Grindelwald (and above!)
Thursday,
May 17, 2018
Today
dawned sunny and clear and we decided to head for Grindelwald, a village close
to our home base; it’s situated at the foot of the Eiger, and the center of many winter and
summer activities. Grindelwald is chock
full of hotels, B and Bs, restaurants, shops and concessionaires – everything a
visitor could want, including a Japanese information center!
We
wanted to gain some altitude and decided on a combination of a hike to Bort, a
spot where we could pick up a cable car to First (“Feerst”), a popular
summit. However, after due (brief!)
consideration of the angle of the trail’s ascent, we came up with a much more
reasonable Plan B. Accordingly, we booked
a ticket for the cable car all the way up to First, then back down to Bort; we
figured we could manage the walk down from Bort to Grindelwald a whole
lot more easily than the hike up.
The
cable car ascent was fabulous; as the green valley receded, the views of the
snowy peaks became evermore spectacular.
We were also entertained by paragliders (aka: crazy people) overhead,
and kart and scooter riders below.

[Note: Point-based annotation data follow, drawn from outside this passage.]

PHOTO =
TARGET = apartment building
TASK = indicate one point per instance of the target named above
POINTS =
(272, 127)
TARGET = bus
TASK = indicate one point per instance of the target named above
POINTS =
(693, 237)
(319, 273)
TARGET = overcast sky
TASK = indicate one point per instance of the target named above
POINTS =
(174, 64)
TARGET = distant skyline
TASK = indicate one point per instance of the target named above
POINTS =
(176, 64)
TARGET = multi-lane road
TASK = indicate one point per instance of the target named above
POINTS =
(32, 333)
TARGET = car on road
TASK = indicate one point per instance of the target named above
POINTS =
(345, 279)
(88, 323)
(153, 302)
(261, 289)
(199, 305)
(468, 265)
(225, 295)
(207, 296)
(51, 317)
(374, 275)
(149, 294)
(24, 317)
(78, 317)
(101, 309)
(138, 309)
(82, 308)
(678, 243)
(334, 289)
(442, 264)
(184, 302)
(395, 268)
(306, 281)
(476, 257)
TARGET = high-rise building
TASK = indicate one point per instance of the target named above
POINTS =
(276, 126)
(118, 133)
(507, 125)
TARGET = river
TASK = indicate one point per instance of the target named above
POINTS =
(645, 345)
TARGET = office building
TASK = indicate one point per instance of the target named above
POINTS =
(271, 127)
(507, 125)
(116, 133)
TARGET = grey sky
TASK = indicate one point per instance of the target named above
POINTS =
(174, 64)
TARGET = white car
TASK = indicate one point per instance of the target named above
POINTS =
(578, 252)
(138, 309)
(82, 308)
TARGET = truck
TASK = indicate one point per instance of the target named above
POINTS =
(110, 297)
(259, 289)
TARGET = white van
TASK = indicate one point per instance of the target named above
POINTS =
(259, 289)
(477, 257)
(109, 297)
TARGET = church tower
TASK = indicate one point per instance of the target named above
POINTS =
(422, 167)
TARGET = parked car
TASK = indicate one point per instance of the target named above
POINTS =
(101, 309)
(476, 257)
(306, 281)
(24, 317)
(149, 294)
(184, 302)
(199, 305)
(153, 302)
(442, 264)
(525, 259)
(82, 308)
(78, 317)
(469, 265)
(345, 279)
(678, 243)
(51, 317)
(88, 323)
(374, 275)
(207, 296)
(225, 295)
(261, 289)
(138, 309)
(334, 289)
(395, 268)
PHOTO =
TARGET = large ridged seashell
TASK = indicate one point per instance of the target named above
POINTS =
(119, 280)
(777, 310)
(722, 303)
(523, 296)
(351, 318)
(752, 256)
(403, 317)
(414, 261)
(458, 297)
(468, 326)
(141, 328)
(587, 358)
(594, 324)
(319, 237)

Once
atop First, we walked out on the Cliff Walk to enjoy the views of Grindelwald
in the valley far below and the Eiger and other peaks appearing and disappearing
among the clouds above.
On
our decent to Bort, the cable car system came to a halt, so we had a ten-minute
interlude where we remained calm until the “continuation of the journey” – just
as the printed sign inside our car instructed us! We did consider the fact that we had our
lunch with us, should our state of suspended animation continue for an extended
period of time.
Luckily,
before long we were on our way again to Bort, where we left our high perch and
headed down the mountainside on foot.
This was easier said than done, especially for Tom, who was having some
significant trouble with his legs as our “time on task” grew. Nevertheless, the scenery was spectacular,
and there’s no way we would have appreciated its great beauty had we been
trudging upward! Fields of dandelions, vibrant
yellow against deep green, were spread out like carpets all around; we were led
to wonder why they’re so often disdained as weeds! Between them, the many other wildflowers, the
peaks above, the green valley dotted with huts and chalets below us, alpacas
grazing on a couple of farms, and the occasional sound of cow bells, it was a
wonderful walk. As we approached
Grindelwald, the homes we passed were almost stereotypically Swiss – wooden chalets
with intricately detailed trim, well-swept patios, and meticulously maintained
gardens.
Back
in Grindelwald, we drove to its road’s end, and then headed back toward
Interlaken. We’ve skirted and seen from
above both of the lakes that Interlaken bridges and before we headed up to
Beatenburg, we took a closer look at Lake Biernz, one of Switzerland’s cleanest
lakes. We drove on the narrow south shore road from Bonigen to Iseltwald, a quiet
town situated on a peninsula. After a
short walk around, we headed to the north shore of Biernzee and the town of
Biernz, with its church and clock tower perched above the town and the lake.
Shortly
after we returned to our mountainside digs, we had a brief rain, then bright
sun, then some fog, then sun, then clouds…
We’re learning the ways of weather up here!